Comment 1: In the Title, at least the word "prostate cancer" should be mentioned, and AS should be spelled out.

RESPONSE 1: Thank you for your feedback. We have accordingly updated our title to read: “Application of the STRATCANS Criteria to the MUSIC Prostate Cancer Active Surveillance Cohort: A Step Towards Risk-Stratified Active Surveillance.”

Comment 2: In the Simple Summary, STRATCANS and GG should be spelled out on their first appearance, followed by the abbreviated form in parentheses, to provide clarity for the reader.
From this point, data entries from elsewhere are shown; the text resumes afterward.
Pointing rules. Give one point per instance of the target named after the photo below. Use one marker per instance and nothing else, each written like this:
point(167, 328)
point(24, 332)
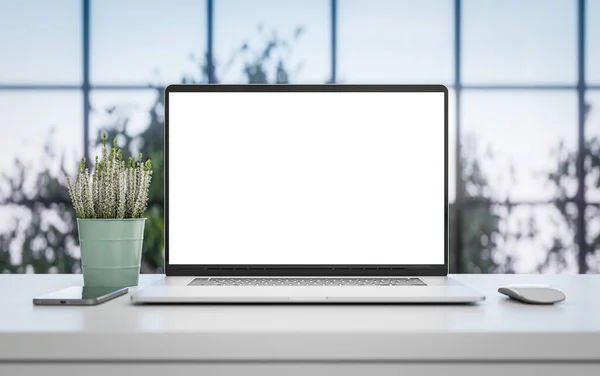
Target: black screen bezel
point(309, 269)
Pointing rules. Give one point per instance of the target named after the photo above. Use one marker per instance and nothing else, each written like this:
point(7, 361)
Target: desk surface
point(497, 329)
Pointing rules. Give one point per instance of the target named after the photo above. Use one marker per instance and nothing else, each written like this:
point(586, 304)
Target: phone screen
point(80, 293)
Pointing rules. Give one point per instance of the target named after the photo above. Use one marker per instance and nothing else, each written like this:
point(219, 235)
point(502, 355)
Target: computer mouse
point(533, 294)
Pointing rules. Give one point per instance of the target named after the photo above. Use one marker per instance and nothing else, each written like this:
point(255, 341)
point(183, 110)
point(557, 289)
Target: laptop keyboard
point(290, 281)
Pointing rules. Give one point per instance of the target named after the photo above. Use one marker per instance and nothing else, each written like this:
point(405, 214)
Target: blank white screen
point(306, 178)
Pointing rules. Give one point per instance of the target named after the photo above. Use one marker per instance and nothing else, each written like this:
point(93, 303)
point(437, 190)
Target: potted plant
point(110, 205)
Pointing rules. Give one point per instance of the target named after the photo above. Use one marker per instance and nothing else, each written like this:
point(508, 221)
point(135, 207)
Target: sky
point(379, 41)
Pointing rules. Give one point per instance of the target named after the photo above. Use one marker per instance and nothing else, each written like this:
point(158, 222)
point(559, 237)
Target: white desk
point(495, 337)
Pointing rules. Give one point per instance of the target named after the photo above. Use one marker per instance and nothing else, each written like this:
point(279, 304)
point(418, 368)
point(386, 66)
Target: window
point(37, 48)
point(266, 32)
point(515, 98)
point(146, 41)
point(387, 41)
point(537, 36)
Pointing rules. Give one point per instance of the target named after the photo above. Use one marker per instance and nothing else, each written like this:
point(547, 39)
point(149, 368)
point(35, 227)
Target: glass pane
point(25, 132)
point(501, 239)
point(391, 41)
point(147, 41)
point(515, 138)
point(41, 41)
point(44, 240)
point(592, 51)
point(592, 140)
point(253, 37)
point(451, 146)
point(515, 41)
point(120, 109)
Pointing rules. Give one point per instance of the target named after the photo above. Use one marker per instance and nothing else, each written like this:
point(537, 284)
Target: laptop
point(306, 194)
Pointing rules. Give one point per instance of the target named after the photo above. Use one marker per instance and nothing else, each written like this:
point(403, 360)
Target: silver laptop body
point(306, 194)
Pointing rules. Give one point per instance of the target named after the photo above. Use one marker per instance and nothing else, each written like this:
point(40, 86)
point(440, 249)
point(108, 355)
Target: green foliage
point(564, 181)
point(116, 191)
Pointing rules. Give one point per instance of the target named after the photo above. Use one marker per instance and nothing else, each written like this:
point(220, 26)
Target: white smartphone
point(80, 295)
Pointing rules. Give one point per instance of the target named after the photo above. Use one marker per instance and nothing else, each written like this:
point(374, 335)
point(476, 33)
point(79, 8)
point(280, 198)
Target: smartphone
point(80, 295)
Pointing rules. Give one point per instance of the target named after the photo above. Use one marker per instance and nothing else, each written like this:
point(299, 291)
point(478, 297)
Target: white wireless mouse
point(533, 294)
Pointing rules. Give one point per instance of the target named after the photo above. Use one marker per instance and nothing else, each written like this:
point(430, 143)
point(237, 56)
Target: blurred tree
point(46, 236)
point(481, 227)
point(564, 181)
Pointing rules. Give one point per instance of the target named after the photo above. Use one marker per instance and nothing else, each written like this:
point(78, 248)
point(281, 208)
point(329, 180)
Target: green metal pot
point(111, 251)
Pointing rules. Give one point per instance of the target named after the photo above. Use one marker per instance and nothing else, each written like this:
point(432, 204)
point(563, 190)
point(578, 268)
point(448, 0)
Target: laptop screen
point(306, 178)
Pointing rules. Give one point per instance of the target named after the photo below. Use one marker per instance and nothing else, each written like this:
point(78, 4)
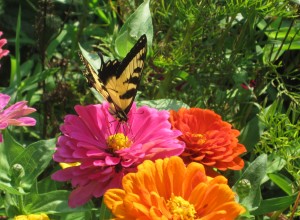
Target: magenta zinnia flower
point(13, 115)
point(103, 157)
point(2, 43)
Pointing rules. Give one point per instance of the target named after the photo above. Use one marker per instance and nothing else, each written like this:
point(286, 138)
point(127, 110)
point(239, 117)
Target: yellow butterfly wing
point(117, 81)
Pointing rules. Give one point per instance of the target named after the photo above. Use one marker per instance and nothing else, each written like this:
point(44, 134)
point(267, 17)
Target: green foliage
point(238, 58)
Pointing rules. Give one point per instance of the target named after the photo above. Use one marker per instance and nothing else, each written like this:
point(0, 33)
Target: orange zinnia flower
point(167, 189)
point(208, 139)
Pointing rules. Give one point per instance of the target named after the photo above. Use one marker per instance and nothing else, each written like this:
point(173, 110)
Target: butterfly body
point(117, 81)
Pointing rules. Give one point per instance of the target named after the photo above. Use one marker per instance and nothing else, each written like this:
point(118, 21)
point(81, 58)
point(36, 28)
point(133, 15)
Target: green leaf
point(282, 181)
point(251, 133)
point(136, 25)
point(164, 104)
point(254, 173)
point(34, 159)
point(9, 149)
point(105, 213)
point(92, 58)
point(271, 205)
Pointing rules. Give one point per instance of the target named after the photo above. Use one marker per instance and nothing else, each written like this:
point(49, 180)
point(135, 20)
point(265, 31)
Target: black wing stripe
point(117, 81)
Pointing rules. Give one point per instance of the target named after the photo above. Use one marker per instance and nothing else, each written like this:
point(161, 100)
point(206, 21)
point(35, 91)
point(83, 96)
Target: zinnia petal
point(90, 139)
point(13, 115)
point(167, 189)
point(208, 139)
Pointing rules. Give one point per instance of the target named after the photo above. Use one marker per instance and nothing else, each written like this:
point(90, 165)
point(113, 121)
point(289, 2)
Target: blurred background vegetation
point(238, 58)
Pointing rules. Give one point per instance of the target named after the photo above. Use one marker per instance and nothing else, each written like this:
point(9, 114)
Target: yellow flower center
point(180, 208)
point(118, 141)
point(199, 138)
point(67, 165)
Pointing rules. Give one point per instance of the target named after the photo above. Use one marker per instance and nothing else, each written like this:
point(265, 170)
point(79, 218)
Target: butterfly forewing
point(93, 78)
point(122, 87)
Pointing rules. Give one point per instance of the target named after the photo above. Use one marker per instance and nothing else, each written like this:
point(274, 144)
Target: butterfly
point(117, 81)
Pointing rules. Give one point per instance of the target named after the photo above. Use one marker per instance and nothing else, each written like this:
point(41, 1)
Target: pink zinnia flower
point(2, 43)
point(102, 157)
point(13, 115)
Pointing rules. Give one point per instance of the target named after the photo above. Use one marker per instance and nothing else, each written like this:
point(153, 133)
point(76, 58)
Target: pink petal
point(4, 100)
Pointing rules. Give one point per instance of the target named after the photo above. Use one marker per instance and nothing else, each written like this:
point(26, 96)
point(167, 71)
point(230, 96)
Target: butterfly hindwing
point(117, 81)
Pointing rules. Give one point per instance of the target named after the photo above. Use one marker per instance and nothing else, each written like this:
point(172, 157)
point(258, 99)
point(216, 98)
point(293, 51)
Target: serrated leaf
point(136, 25)
point(251, 133)
point(254, 173)
point(34, 159)
point(282, 181)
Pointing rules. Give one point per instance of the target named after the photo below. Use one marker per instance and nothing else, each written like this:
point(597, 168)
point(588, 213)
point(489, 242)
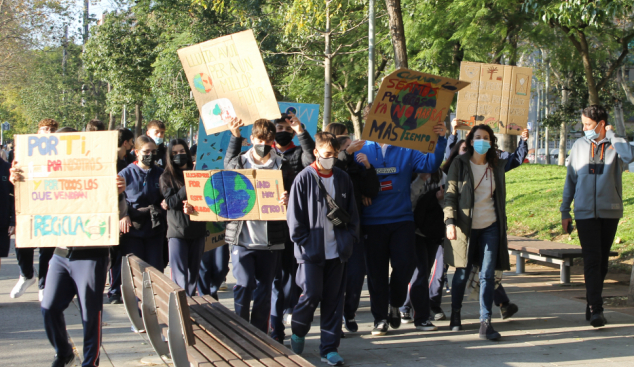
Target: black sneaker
point(508, 310)
point(406, 318)
point(380, 328)
point(487, 331)
point(350, 325)
point(437, 314)
point(598, 320)
point(426, 326)
point(455, 324)
point(63, 362)
point(588, 312)
point(394, 317)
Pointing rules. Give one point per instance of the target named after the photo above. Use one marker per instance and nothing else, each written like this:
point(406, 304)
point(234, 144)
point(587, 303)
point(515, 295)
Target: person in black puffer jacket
point(256, 245)
point(186, 238)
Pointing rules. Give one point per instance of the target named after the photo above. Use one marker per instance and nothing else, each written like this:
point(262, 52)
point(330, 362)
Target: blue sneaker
point(297, 343)
point(333, 359)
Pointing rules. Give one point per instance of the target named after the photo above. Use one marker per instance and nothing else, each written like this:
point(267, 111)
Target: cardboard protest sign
point(215, 236)
point(213, 147)
point(228, 79)
point(407, 107)
point(69, 196)
point(499, 96)
point(226, 195)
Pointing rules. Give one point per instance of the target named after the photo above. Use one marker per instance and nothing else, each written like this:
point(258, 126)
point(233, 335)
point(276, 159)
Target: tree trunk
point(327, 72)
point(619, 121)
point(397, 32)
point(139, 120)
point(563, 129)
point(111, 116)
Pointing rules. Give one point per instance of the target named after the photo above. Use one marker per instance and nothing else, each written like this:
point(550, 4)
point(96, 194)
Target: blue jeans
point(486, 241)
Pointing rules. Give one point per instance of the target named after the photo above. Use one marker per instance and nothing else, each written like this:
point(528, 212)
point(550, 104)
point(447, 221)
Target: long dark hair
point(455, 151)
point(492, 154)
point(173, 174)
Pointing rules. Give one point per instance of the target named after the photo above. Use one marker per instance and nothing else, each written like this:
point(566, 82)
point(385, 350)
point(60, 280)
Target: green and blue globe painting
point(229, 194)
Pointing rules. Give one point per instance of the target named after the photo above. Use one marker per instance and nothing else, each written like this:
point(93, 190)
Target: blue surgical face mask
point(481, 146)
point(592, 134)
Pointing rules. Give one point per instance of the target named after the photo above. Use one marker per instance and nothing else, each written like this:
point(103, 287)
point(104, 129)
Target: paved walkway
point(549, 330)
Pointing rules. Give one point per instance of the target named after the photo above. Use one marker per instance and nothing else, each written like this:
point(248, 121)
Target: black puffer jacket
point(278, 229)
point(179, 224)
point(364, 181)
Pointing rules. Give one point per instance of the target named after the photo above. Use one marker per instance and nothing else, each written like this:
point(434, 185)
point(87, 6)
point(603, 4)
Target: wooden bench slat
point(244, 338)
point(257, 332)
point(227, 355)
point(227, 342)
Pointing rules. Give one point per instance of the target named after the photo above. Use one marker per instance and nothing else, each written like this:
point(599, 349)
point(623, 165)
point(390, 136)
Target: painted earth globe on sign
point(229, 194)
point(95, 227)
point(202, 83)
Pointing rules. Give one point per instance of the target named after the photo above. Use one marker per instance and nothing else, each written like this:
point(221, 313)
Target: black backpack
point(429, 217)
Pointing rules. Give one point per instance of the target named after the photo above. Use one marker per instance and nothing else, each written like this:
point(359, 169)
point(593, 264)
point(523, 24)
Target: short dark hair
point(325, 138)
point(336, 128)
point(596, 113)
point(156, 124)
point(263, 129)
point(124, 135)
point(95, 125)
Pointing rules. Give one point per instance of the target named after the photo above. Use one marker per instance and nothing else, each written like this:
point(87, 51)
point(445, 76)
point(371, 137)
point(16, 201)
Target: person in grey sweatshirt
point(593, 181)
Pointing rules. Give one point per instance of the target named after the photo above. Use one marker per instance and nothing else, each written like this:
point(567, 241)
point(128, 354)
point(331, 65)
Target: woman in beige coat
point(475, 214)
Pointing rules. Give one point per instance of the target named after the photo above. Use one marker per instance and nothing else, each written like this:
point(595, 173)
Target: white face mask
point(326, 163)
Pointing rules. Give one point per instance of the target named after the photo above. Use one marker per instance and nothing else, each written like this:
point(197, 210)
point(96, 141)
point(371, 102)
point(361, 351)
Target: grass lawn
point(533, 197)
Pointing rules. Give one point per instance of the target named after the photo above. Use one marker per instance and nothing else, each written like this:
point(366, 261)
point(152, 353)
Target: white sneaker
point(21, 286)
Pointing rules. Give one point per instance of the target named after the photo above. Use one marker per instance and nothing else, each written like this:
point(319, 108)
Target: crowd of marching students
point(355, 209)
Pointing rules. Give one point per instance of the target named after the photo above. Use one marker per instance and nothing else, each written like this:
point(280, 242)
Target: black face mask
point(262, 149)
point(148, 160)
point(283, 138)
point(180, 159)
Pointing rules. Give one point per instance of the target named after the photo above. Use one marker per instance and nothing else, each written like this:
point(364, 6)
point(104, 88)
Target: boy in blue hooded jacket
point(388, 225)
point(321, 247)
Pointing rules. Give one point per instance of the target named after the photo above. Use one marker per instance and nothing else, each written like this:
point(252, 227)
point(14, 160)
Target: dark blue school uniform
point(322, 280)
point(144, 198)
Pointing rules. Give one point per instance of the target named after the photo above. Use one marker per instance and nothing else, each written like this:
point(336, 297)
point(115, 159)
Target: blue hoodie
point(393, 204)
point(142, 190)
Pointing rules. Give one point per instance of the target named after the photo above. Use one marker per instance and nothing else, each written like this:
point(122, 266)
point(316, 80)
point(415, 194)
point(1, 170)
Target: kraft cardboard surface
point(499, 96)
point(227, 195)
point(69, 196)
point(228, 79)
point(407, 107)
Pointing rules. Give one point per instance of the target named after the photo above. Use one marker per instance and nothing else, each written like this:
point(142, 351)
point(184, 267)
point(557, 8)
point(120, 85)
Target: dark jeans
point(321, 284)
point(25, 262)
point(254, 271)
point(86, 279)
point(285, 291)
point(596, 237)
point(486, 242)
point(393, 242)
point(418, 295)
point(185, 256)
point(214, 268)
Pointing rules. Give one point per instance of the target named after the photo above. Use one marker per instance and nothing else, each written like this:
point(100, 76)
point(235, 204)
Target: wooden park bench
point(200, 331)
point(545, 251)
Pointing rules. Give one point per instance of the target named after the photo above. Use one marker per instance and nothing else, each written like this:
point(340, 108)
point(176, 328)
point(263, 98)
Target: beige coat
point(459, 202)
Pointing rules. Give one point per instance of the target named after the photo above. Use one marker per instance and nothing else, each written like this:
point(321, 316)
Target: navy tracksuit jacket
point(322, 281)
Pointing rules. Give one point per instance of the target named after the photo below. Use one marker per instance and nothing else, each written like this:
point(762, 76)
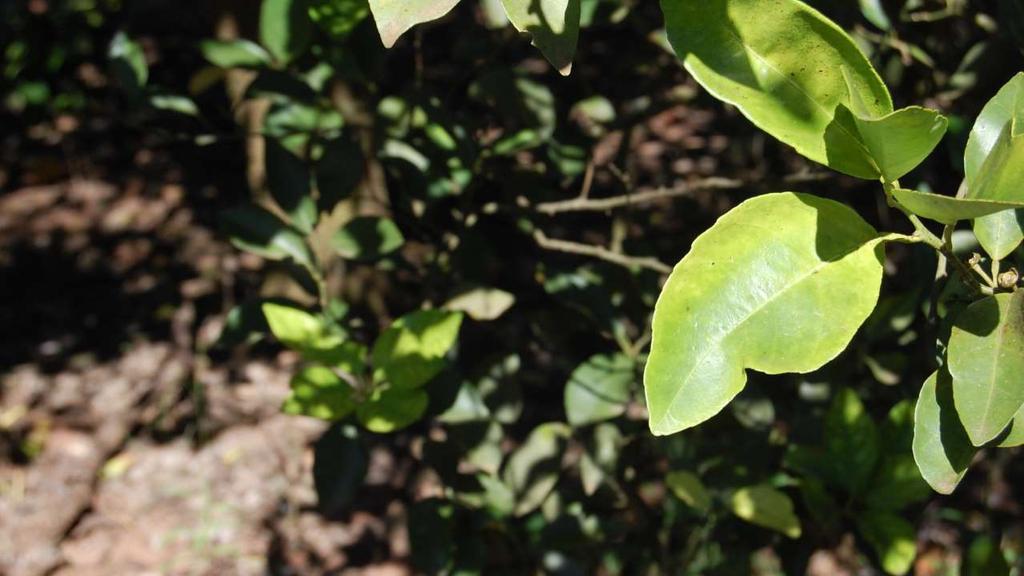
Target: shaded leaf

RESPONSE 2: Thank you for your feedback. We have accordingly updated Simple Summary with these changes. 

Comment 3: In the Abstract, GG should be spelled out.

RESPONSE 3: Thank you for your feedback. We have updated this in our Abstract. 

Comment 4:  
Regarding the Secondary Objectives (Materials and Methods):
The authors use pre- and post-biopsy MRI in this cohort. As "predicted", pre- and post-biopsy MRI did not significantly modify the effect of STRATCANS on ≥ GG3 or any biopsy upgrading. In my opinion, this is because MRI provides only anatomical/structural images. In the US, Ga-68 PSMA PET/CT imaging is a common and widely available diagnostic tool. Even bone scintigraphy is often regarded as helpful in monitoring or in AS. We understand that STRATCANS may be designed for global use (and not every country can provide PSMA PET/CT), but bone scintigraphy is inexpensive and widely available globally. I think it should be mentioned, at the very least, in the design considerations of STRATCANS. 
The secondary objective findings (including the images) may be appropriate to mention in the main text, as imaging (in this study, MRI) is an integral method used in AS.


RESPONSE 4: We thank the reviewer for this thoughtful comment. We agree that MRI has limitations, and ongoing research is elucidating the role of PSMA PET/CT to complement MRI in the diagnosis and monitoring of men with prostate cancer. Currently, in the United States, PSMA PET/CT is only indicated for men with unfavorable intermediate-risk, high-risk, or very high–risk prostate cancer, and not for low-risk or favorable intermediate–risk men who comprise the active surveillance cohort studied here. Additionally, the role of PSMA PET/CT in active surveillance is still being defined and is not yet ready for broad clinical application in this setting. Similarly, bone scintigraphy is also indicated for metastatic evaluation in higher-risk patients and is not recommended for men with low-risk or favorable intermediate-risk disease on active surveillance. We have expanded the Discussion to include the role and limitations of MRI, with mention of PSMA PET/CT and bone scintigraphy, while keeping the detailed analyses and figures in the supplemental materials to maintain clarity and focus in the main text.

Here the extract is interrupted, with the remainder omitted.